DE10115717A1 - Memory redundant system uses a contents addressable memory to store addresses of defect cells - Google Patents

Abstract

The system uses a contents addressable memory, CAM, to contain the addresses of defective cells within the primary memory. The redundant memory is coupled to the CAM and stores data that relates to the defective cells.. An enable signal allows the CAM to access the redundant memory content.

Description

The invention relates generally to computer memory systems. The invention particularly relates to Ver drive and devices for storing and processing redundant data.

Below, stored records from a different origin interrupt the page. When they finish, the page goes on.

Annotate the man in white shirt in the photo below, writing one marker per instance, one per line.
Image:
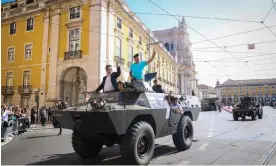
(177, 108)
(109, 82)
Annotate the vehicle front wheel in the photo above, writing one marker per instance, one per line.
(253, 115)
(260, 114)
(85, 148)
(235, 116)
(183, 138)
(138, 145)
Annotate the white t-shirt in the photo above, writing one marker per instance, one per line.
(5, 116)
(108, 84)
(176, 106)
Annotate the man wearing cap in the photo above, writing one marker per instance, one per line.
(177, 108)
(157, 88)
(109, 82)
(136, 69)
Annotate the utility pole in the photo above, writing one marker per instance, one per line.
(149, 51)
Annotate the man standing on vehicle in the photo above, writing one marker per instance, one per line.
(109, 82)
(177, 108)
(136, 69)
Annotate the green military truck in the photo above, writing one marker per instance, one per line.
(209, 104)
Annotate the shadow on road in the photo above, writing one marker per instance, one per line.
(108, 156)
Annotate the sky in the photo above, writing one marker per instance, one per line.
(261, 62)
(258, 66)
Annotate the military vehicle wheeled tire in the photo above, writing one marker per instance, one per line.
(235, 116)
(85, 148)
(253, 115)
(183, 138)
(260, 113)
(138, 145)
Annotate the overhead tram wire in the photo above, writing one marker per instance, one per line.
(199, 18)
(273, 5)
(235, 34)
(179, 21)
(238, 45)
(205, 37)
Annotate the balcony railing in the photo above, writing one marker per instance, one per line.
(7, 89)
(129, 64)
(25, 89)
(120, 60)
(73, 55)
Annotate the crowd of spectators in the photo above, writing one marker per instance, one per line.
(11, 114)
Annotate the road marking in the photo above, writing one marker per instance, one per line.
(203, 146)
(184, 163)
(211, 128)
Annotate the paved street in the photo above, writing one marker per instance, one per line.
(218, 140)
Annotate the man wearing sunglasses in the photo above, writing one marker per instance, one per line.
(109, 82)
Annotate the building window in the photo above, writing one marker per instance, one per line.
(28, 51)
(29, 2)
(74, 40)
(119, 23)
(130, 33)
(167, 46)
(30, 24)
(141, 56)
(9, 79)
(14, 6)
(118, 47)
(11, 54)
(26, 78)
(172, 46)
(74, 13)
(130, 54)
(12, 28)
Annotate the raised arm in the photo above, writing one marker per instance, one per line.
(152, 57)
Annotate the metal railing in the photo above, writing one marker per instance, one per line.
(14, 127)
(120, 60)
(7, 90)
(73, 55)
(25, 89)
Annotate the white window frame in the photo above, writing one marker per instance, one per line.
(13, 28)
(119, 23)
(130, 33)
(130, 53)
(29, 51)
(118, 40)
(24, 81)
(11, 54)
(75, 40)
(75, 12)
(9, 79)
(30, 23)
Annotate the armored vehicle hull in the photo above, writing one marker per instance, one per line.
(133, 124)
(247, 110)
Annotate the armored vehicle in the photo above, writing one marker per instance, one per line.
(209, 104)
(133, 119)
(247, 107)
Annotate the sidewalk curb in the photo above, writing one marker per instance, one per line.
(9, 138)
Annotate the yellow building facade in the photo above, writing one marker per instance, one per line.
(59, 49)
(264, 90)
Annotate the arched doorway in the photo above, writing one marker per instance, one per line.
(73, 84)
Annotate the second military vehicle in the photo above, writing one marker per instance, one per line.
(133, 119)
(209, 104)
(247, 107)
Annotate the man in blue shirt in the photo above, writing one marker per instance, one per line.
(136, 69)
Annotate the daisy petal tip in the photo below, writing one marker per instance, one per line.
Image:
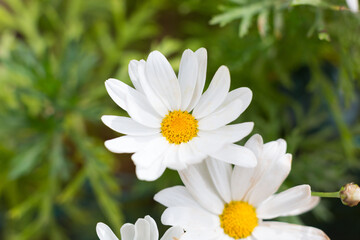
(201, 51)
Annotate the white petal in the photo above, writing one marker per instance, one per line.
(163, 80)
(172, 158)
(172, 233)
(220, 173)
(197, 180)
(151, 152)
(142, 230)
(206, 234)
(235, 132)
(104, 232)
(140, 110)
(208, 142)
(189, 218)
(286, 231)
(152, 97)
(241, 182)
(270, 181)
(134, 74)
(127, 125)
(177, 196)
(244, 179)
(118, 91)
(154, 233)
(153, 172)
(215, 95)
(305, 207)
(255, 144)
(353, 5)
(188, 72)
(237, 155)
(293, 200)
(201, 56)
(128, 144)
(127, 231)
(221, 117)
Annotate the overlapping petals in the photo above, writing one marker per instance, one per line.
(158, 91)
(143, 229)
(211, 185)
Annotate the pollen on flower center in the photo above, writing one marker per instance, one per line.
(179, 127)
(238, 219)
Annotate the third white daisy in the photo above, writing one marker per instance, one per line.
(219, 202)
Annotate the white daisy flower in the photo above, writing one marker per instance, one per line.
(222, 202)
(172, 124)
(353, 5)
(143, 229)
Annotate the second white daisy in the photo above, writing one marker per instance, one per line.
(143, 229)
(219, 202)
(172, 124)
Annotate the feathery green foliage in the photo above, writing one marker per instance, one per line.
(300, 58)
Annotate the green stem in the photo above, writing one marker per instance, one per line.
(326, 194)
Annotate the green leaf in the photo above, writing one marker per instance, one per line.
(25, 161)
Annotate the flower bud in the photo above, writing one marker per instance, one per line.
(350, 194)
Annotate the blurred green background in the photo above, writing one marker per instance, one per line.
(301, 59)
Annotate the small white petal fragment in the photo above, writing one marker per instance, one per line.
(188, 71)
(150, 153)
(142, 229)
(127, 125)
(201, 56)
(104, 232)
(289, 202)
(154, 233)
(235, 154)
(286, 231)
(163, 79)
(220, 173)
(215, 95)
(175, 197)
(221, 117)
(173, 233)
(235, 132)
(198, 182)
(127, 231)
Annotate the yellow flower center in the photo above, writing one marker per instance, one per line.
(179, 127)
(238, 219)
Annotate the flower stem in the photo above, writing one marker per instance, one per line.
(326, 194)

During the manufacture of memory devices one or more specific locations within a single storage device may become defective. When a Microprocessor tries to store data on a defective memory position, then the data is saved or not saved. For example, if the defective bottom sition is permanently locked in the "1" state, then a "0" data bit can never be saved. If similar a microprocessor tries to read the data, which are stored in the defective position, then can the data reading may be accurate or not accurate. The circuit arrangement periphery to the storage positions can save the become defective. A row decoder can, for example fail for a special row address, or a word line can be faulty. Typical storage devices can store millions of locations, rows, and word lines included, some of which may be defective can. A storage device that has a single defect contains any type is a defective memory contraption. Defective memory devices are becoming common thrown away as unusable. Therefore, defects limit us significantly the yield of a memory device manufacturer procedure.

The problems posed by memory defects are all the more serious if the memory is in another Device such. B. an integrated RAM (Random  Access Memory = cache in a Mi microprocessor chip, is embedded or integrated. At the In this case, the storage yield is the dominant one Yield driver of the host chip. To further ver the matter worse, it is hard to due to built-in memory the lack of direct access to the entrances and Outputs of this memory to test.

The object of the present invention is a Device, a method for data storage and a Data recovery procedures that create a Allow use of defective storage devices.

In one respect, the invention is an apparatus. The Device has a primary memory, a CAM (= Con tent addressable memory), an address bus, a redundant memory, a data bus and an enable signal line. The primary storage is possibly defective in that, for example, Spei cells, word lines or row decoder defects can point. The CAM contains addresses of cells that are in the primary memory is defective. The address bus connects the primary memory and the CAM. The redundant memory is connected to the CAM. On data from the defective cells can be accessed in the redundant memory. The Data bus is with the primary memory and the redundant Memory connected. The enable signal line gives from that CAM to the primary storage. If an address in the Address bus matches an address that is in the CAM is saved, the CAM accesses the redundant memory according to the address, connects the redundant memory cher with the data bus and provides the enable signal line in a first state, whereby a connection between primary memory and the data bus is prevented. If an address in the address bus does not match any matches the stored address in the CAM, then the CAM places the enable signal line in a second State on, creating a connection between the primary  memory and the data bus is released or activated becomes.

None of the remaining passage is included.